A Garden We Won’t Soon Forget
posted by Debbie Jones, J2A mentor
It's 10:30 p.m. on the coast and the kids are toast. "Nobody knows how to do a blog," says Henry, after going upstairs at the hostel to ask Kate or Maux, who surely know ALL about communicatin'.
Turns out all we had to do was e-mail, but Henry, like the rest of us, is just dead-tired after a long, but totally fulfilling day that took the nine intrepid, interested, and hard-working J2Aers on a long early morning bus ride to the BayView area of the city by the bay. After getting off the bus, we had to dodge broken glass and various other industrial-strength issues to get to a mission called BayView. We marched across the bustling area that's like South Richmond if South Richmond had a big blue bay beside it.
While we may have expected a run-of-the-mill feeding program, what we found was an extraordinary former farm in a neighborhood of stucco houses on a hill. A gracious, energetic, and totally creative woman named Nina was on the sidewalk where dozens of people, many of them elderly, were gathered, waiting for her weekly ritual of giving. Nina, it turns out, is an Episcopal deacon and grew up in the place she has turned into a shelter from the storm of poverty. She even has beehives, with bees buzzing in the cool morning air, pollinating the lush garden nearby.
Our J2Aers jumped right into the jobs she laid out -- cleaning toys for the kids, crushing boxes to recycle, handing out fresh vegetables, including some of the hugest and tastiest broccoli we'd ever seen. Ginny, Kate, Lucy and others were seen crunching on the broccoli like Bugs Bunny eating a carrot.

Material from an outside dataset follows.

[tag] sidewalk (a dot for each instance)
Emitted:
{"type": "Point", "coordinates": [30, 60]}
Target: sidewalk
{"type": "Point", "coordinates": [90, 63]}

Moms marched up the hill with babies in carriages, and they carefully selected clothes for their children; grandparents brought grandkids along... a steady stream of humanity marched up the hill to where the St. Paul's J2ers were waiting to serve them with good cheer, and good hearts.
After we shared a meal together, Nina gave everyone a gift scented with the lavender growing in her garden. It is a garden that we won't soon forget.













Thanks for providing our young women and men these once in a lifetime exposures.